Avançant des avantages tels que la défense des intérêts du pays ou encore une influence sur le cours des évènements mondiaux, ces campagnes médiatiques tonitruantes visent avant tout un public jeune.
« Des campagnes de recrutement à grand renfort de bannière publicitaires »
Est-ce donc cela le nouveau visage de l’espionnage ? Des campagnes de recrutement à grand renfort de bannière publicitaires ? C’est la méthode que semblent avoir adoptés nos voisins anglophones.
Comme l’a avoué récemment le directeur général du MI5 (voisin du MI6) devant une commission parlementaire, « une partie des équipes actuelles » ne serait pas exactement les employés qu’il « envisage pour le futur ». L’organisme serait donc à la recherche de profils jeunes et dynamique, notamment dotés « d’agilité numérique ». Un plan de départs volontaires ou forcés a donc été mis sur pied, poussant à la porte les espions aux tempes grisonnantes et aux méthodes dépassées.
Désormais, en un simple clic, le citoyen lambda rêvant d’une carrière d’espion peut tenter sa chance.
Aucune statistique ni aucun retour n’a été communiqué à ce jour sur l’impact réel de telles campagnes. Il n’en reste pas moins que cela ne semble pas être l’orientation choisie par la DGSE.
Plus discrète, l’agence française de renseignement est toutefois présente dans certains forums de rencontre étudiants /entreprises organisés par des grandes écoles telles que Science Po où elle peut approcher des profils intéressants. Il paraitrait même que Science Po deviendrait « tendance » au sein de la DGSE…

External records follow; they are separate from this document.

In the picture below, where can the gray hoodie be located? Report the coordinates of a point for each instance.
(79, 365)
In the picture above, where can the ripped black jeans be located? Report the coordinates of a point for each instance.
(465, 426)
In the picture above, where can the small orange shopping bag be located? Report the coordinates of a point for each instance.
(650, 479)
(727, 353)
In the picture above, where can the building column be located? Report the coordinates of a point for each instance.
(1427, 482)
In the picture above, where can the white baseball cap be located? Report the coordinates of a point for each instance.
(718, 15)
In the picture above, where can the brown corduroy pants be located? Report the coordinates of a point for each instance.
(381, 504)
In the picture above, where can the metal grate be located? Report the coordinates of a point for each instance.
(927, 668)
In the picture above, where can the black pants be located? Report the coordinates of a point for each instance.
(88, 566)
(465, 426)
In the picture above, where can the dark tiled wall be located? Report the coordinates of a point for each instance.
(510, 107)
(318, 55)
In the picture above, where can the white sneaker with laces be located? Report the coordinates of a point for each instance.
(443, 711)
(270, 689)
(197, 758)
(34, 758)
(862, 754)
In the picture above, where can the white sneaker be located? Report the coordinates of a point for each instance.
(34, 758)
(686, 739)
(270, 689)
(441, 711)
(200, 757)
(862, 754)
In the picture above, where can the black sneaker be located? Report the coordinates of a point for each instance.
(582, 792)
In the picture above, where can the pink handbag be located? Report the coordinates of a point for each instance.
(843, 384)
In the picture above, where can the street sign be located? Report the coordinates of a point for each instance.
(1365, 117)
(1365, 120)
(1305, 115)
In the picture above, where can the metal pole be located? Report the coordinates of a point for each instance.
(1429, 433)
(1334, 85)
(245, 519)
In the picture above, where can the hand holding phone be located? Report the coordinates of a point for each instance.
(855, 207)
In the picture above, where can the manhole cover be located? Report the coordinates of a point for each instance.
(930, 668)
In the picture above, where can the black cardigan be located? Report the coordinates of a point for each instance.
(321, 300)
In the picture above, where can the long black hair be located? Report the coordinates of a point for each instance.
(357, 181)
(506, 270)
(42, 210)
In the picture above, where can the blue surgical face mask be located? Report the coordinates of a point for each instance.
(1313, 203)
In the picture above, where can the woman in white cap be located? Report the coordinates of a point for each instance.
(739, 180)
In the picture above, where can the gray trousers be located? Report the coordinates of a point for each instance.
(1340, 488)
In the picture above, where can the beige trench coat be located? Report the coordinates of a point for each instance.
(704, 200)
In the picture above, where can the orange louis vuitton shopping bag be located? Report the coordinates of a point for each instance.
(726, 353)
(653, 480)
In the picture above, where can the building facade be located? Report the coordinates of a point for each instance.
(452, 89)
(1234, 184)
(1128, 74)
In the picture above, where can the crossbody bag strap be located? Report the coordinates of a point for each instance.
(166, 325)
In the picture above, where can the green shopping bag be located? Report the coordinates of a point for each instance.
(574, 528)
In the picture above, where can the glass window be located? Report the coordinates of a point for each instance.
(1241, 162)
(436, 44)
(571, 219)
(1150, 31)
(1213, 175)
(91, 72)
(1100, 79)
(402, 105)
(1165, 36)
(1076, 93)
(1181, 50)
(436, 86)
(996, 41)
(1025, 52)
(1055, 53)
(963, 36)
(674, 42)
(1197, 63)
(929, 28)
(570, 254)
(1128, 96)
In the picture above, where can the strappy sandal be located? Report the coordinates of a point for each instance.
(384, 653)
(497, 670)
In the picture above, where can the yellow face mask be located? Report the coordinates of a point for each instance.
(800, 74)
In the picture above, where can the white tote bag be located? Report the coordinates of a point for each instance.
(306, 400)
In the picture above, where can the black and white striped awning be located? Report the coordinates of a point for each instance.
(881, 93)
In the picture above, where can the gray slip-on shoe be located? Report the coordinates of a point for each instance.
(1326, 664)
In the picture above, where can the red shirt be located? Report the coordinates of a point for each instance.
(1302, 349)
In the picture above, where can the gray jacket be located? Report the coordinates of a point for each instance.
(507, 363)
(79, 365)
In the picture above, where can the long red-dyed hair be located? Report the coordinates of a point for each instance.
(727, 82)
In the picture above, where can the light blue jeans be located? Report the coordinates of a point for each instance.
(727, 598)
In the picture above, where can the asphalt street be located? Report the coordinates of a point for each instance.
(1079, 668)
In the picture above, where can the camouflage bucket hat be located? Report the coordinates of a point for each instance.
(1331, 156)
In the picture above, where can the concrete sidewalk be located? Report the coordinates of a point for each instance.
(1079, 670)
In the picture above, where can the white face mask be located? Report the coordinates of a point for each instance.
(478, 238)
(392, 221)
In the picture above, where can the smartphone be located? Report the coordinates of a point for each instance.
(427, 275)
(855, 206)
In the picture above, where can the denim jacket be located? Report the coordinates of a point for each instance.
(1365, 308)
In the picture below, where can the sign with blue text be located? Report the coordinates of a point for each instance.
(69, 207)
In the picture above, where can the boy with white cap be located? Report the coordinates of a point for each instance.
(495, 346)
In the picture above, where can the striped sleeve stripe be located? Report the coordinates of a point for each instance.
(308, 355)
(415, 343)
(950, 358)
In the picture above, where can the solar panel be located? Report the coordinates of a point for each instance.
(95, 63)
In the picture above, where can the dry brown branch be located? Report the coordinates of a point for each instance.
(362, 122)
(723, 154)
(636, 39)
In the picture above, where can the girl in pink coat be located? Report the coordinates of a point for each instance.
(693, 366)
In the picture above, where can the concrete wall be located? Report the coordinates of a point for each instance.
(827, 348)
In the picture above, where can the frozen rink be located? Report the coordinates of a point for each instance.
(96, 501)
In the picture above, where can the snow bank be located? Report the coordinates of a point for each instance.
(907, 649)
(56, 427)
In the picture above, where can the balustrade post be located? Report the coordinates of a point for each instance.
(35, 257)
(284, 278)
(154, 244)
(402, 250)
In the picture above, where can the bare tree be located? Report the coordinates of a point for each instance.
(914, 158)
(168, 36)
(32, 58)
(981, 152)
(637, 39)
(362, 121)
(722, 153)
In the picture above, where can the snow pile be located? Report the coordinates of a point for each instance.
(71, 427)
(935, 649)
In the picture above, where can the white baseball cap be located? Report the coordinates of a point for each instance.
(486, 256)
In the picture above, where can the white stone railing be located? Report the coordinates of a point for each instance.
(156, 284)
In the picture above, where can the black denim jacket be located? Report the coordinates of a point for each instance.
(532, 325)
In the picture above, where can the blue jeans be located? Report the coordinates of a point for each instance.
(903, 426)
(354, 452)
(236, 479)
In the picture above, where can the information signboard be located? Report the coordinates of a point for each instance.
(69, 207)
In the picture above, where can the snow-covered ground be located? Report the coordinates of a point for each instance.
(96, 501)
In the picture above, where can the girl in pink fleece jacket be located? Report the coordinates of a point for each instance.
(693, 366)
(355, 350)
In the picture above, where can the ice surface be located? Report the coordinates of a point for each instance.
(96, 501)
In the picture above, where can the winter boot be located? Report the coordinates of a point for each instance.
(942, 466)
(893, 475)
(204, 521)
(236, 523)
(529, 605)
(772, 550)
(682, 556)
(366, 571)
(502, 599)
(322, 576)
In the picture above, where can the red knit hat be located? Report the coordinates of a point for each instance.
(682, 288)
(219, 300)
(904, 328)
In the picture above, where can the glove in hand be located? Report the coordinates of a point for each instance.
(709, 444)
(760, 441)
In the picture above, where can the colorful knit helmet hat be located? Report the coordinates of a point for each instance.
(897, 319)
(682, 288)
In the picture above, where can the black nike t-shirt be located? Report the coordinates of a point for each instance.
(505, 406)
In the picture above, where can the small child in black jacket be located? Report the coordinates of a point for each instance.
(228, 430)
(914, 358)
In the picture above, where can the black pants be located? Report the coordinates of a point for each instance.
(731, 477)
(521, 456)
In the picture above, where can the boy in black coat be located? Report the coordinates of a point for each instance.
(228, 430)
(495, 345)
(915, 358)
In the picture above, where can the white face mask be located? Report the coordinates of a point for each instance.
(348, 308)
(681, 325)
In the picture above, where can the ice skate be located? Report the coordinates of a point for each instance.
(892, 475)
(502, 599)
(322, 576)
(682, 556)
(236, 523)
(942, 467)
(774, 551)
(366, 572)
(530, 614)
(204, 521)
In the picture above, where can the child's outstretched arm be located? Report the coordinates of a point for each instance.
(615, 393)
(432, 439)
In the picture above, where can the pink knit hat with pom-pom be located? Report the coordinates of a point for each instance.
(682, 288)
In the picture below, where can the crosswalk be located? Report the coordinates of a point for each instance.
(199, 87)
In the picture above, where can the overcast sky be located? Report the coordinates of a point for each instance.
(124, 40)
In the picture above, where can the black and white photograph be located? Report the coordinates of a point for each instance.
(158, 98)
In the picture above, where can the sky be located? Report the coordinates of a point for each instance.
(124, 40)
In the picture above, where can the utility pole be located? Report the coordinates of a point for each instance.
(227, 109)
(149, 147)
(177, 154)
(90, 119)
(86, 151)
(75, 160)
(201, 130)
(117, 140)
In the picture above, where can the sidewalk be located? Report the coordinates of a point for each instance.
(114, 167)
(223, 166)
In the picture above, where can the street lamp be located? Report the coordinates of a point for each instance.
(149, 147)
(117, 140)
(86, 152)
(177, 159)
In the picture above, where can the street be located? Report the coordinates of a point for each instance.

« …il semble difficile pour le renseignement de se frayer un chemin vers la reconnaissance. »
Malheureusement, la France reste un pays où les services secrets souffrent d’une image assez négative, à tort ou à raison. Le chemin s’avère donc encore long et escarpé pour la DGSE. Comme l’illustre très clairement cette citation de l’Amiral Lacoste dans « Un Amiral au secret » : « La culture du renseignement français sera longtemps tributaire d’une morale intellectuelle héritée du siècle des Lumières. La méfiance, le dégoût et la fascination semblent ancrés dans l’inconscient collectif. Dans cette dialectique quasi freudienne, entre « totem et tabou », il semble difficile pour le renseignement de se frayer un chemin vers la reconnaissance. »
Entre attirance et rejet, fascination et dégoût, phantasme et réalité, le monde opaque des services secrets n’a pas fini de faire parler de lui. Mais chut…on nous écoute peut être…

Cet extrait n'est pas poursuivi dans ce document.